While there are common stop words (e.g., "a," "and," "the," etc.), any word can be considered a stop word if it does not contribute to the meaning of the sentence. Stop word removal is a common step in the NLP pipeline, especially for information retrieval, as stop words don't distinguish between relevant and irrelevant content.

Let's take a look at the stop word removal code. Start by creating a new notebook. Then install PySpark and start a new Spark session by entering the following code:

In [None]:
import os
# Find the latest version of spark 3.0  from http://www-us.apache.org/dist/spark/ and enter as the spark version
# For example:
# spark_version = 'spark-3.0.1'
spark_version = 'spark-3.0.1'
os.environ['SPARK_VERSION']=spark_version

# Install Spark and Java
!apt-get update
!apt-get install openjdk-11-jdk-headless -qq > /dev/null
!wget -q http://www-us.apache.org/dist/spark/$SPARK_VERSION/$SPARK_VERSION-bin-hadoop2.7.tgz
!tar xf $SPARK_VERSION-bin-hadoop2.7.tgz
!pip install -q findspark

# Set Environment Variables
import os
os.environ["JAVA_HOME"] = "/usr/lib/jvm/java-11-openjdk-amd64"
os.environ["SPARK_HOME"] = f"/content/{spark_version}-bin-hadoop2.7"

# Start a SparkSession
import findspark
findspark.init()

In [None]:
 # Start Spark session
from pyspark.sql import SparkSession
spark = SparkSession.builder.appName("StopWords").getOrCreate()

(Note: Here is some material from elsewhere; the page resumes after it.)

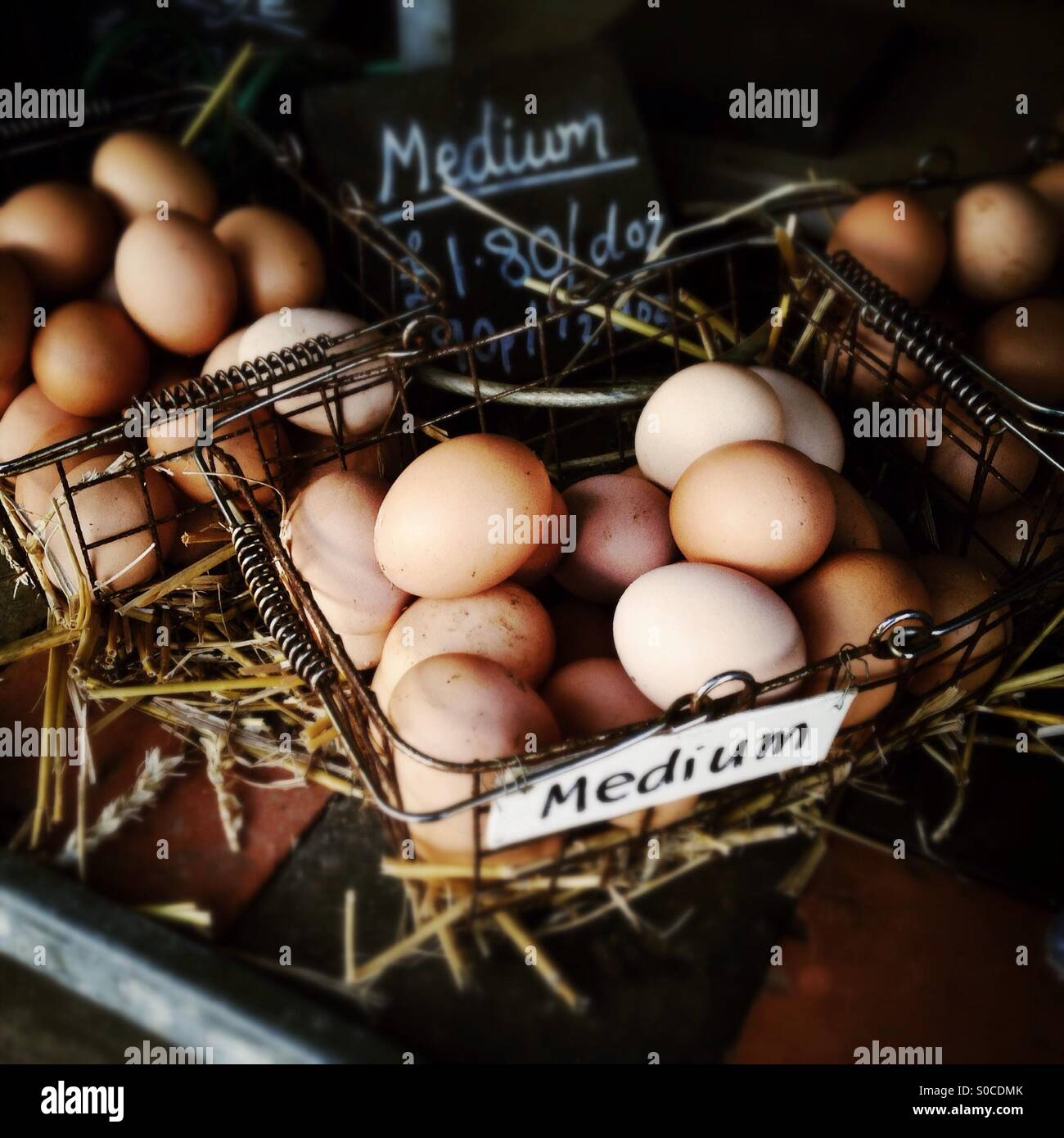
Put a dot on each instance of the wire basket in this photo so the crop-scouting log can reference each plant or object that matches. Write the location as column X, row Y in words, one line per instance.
column 579, row 414
column 370, row 274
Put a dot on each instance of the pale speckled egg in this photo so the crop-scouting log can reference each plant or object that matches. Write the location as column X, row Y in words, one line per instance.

Next, create a DataFrame that's already a list of words. By creating a list of words, we can skip the tokenization step for now. As you recall, tokenization takes input and separates it into a list of words. By creating a DataFrame that already contains a list of words, we are replicating this step:

In [None]:
# Create DataFrame
sentenceData = spark.createDataFrame([
    (0, ['big', 'data', 'is', 'super', 'powerful']),
    (1, ['This', 'is', 'going', 'to', 'be', 'epic'])
], ['id', 'raw'])

sentenceData.show(truncate=False)

![image.png](attachment:image.png)

Now import the StopWordsRemover library:

In [None]:
# Import stop words library
from pyspark.ml.feature import StopWordsRemover

Then, run the StopWordsRemover() function, which takes an input column that will be passed into the function, and an output column to add the results. This is stored in a variable for ease of use later:

In [None]:
# Run the Remover
remover = StopWordsRemover(inputCol="raw", outputCol="filtered")

Now transform the DataFrame by applying StopWordsRemover and display the result:

In [None]:
# Transform and show data
remover.transform(sentenceData).show(truncate=False)

![image.png](attachment:image.png)

The outcome shows the raw data, or input, and the result of running the StopWordsRemover() function. In the filtered column, all the stop words are removed and the result is displayed.